Internet Shutdowns trending across Globe

Just like the previous two years, India, the largest democracy in the world, continued to impose more internet shutdowns than any other country in 2020. In 2018, India imposed the maximum (134) of the 196 shutdowns in 25 countries across the world. The number of countries imposing shutdowns increased to 33 in 2019, India continuing on top of the list for the second consecutive year as well. As per the data by the #KeepItOn Campaign, Asia had the maximum internet shutdowns in the world in 2019.

As per the above-mentioned report ‘The Global Cost of Internet Shutdowns in 2020’ by Top10VPN, 93 major shutdowns took place in 21 countries in 2020, counting to 27,165 hours of internet suspension across the world. This was 49 percent higher than the previous years. Out of these, 10,693 hours were of total internet blackout, 10,920 hours of internet throttling, and 5,552 hours of social media shutdowns in the world. As per this data, around 268 million people were affected across the globe in different instances of internet suspensions, 42 percent of which were reportedly associated with additional abuses like restrictions on freedom of assembly, election interferences and infringements on freedom of the press.
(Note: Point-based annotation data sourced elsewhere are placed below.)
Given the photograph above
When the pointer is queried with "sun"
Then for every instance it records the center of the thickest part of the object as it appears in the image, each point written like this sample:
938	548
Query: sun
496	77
Presently, Myanmar’s junta, after a military coup and an announcement of a year-long emergency in the country, suspended the internet services. In January, internet shutdown was imposed in Uganda, during the elections in the country.

Several organisations across the world are fighting for internet freedom. Recently, Internet Freedom Foundation (IFF) along with the Free Software Movement of India and SFLC released a joint statement condemning the internet shutdowns imposed to suppress farmers' protests in India. These organisations have time and again brought to notice the impacts of internet service suspension, as a violation of the right of freedom of speech and expression, as well as peaceful protest. In fact, internet shutdowns have been reported to be futile where it comes to preventing violence, as they take away people's access to information, leaving them more vulnerable to turning towards or falling prey to violence. Shutdowns bury the real picture, and promote the narrative suitable to the people in power. For instance, when Article 370 was abrogated in Kashmir, visuals of Kashmiri people celebrating in acceptance, most popular one being that of the Union Home Minister eating biryani with locals, was used by political leaders as well as people to push the narrative of 'all is well' in Kashmir. It was only after the brave efforts of journalists and human rights activists that the actual situation of despair in Kashmir came to light.

In a country depending heavily on the internet and social media for its economic transactions, businesses, education, information and entertainment, the number of internet shutdowns is not just a matter of concern anymore. The continuously increasing suspensions are setting fearful precedents, which should not be taken casually by the country which prides itself in being the world's largest democracy.